NxtPost - User To Post Recommendations In Facebook Groups
Created: 2022-06-19 08:37
#paper
Main idea
NxtPost is a user-to-post Content-based filtering Sequential RS for Facebook Groups that uses a Transformer-based model. Causal masked multi-head attention is used to optimize both short and long-term user interests. Recommendable posts can have a corpus of variable length.
Challenges:
- cardinality of posts -> billions of posts are created each day;
- volatility of posts -> short shelf-life, i.e. there is a little overlap between engaged posts week over week;
- many types of engagement across multiple surfaces (likes, reacts, shares, views, clicks , leaving a comment etc)
The learnable token embedding in the Transformer is replaced with a pre-trained item embedding, while the classification layer is removed on behalf of a two tower architecture. Causal attention and two losses are used to optimize both short and long-term user preferences.
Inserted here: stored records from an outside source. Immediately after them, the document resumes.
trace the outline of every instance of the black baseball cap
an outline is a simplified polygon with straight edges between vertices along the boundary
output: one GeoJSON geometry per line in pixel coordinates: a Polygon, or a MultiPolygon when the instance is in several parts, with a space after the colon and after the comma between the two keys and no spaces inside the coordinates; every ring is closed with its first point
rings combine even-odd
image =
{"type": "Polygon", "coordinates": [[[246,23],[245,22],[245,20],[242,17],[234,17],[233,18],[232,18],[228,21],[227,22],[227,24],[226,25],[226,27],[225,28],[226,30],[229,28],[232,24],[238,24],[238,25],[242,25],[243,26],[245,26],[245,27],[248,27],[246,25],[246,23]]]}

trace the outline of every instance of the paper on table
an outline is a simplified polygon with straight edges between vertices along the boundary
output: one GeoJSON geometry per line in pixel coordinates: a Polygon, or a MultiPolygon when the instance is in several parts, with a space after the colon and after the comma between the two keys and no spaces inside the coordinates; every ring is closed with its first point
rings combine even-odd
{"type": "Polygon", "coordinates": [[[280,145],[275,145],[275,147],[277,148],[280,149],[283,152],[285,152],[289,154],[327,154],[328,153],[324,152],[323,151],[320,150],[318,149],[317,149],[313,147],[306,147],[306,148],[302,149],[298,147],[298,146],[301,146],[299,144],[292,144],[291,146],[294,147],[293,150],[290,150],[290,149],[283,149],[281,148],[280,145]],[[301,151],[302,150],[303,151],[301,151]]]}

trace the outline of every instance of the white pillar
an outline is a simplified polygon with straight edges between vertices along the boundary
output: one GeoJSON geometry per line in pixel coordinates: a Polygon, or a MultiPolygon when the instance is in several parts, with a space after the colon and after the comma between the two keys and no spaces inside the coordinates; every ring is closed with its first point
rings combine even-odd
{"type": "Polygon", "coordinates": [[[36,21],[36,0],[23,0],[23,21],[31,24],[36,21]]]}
In the paper also the developing phase is described, plus how the authors tuned the experiments to reach higher efficiency in online A/B testing.
In deep
Architecture
NxtPost is a two tower/ dual encoder architecture with in-batch negatives. The two-tower model works in the following way:
- the user tower is applied to obtain a user embedding tensor of dimension (B,D), where B is the size of the batch;
- we do the same with the post tower;
- we L2-normalize the embeddings and perform matrix multiplication of the normalized embedding matrices -> as a result we have a matrix of shape (B,B) that represents user-post similarity for every possible pair within a batch (rows are users, columns posts);
- we consider this as a multi-class classification problem, where the number of classes is B and the ground-truth class indices are in the main diagonal -> use multi-class cross-entropy loss to optimize the network.
The number of learnable parameters in a Two Tower model is independent of the number of items/tokens in the vocabulary.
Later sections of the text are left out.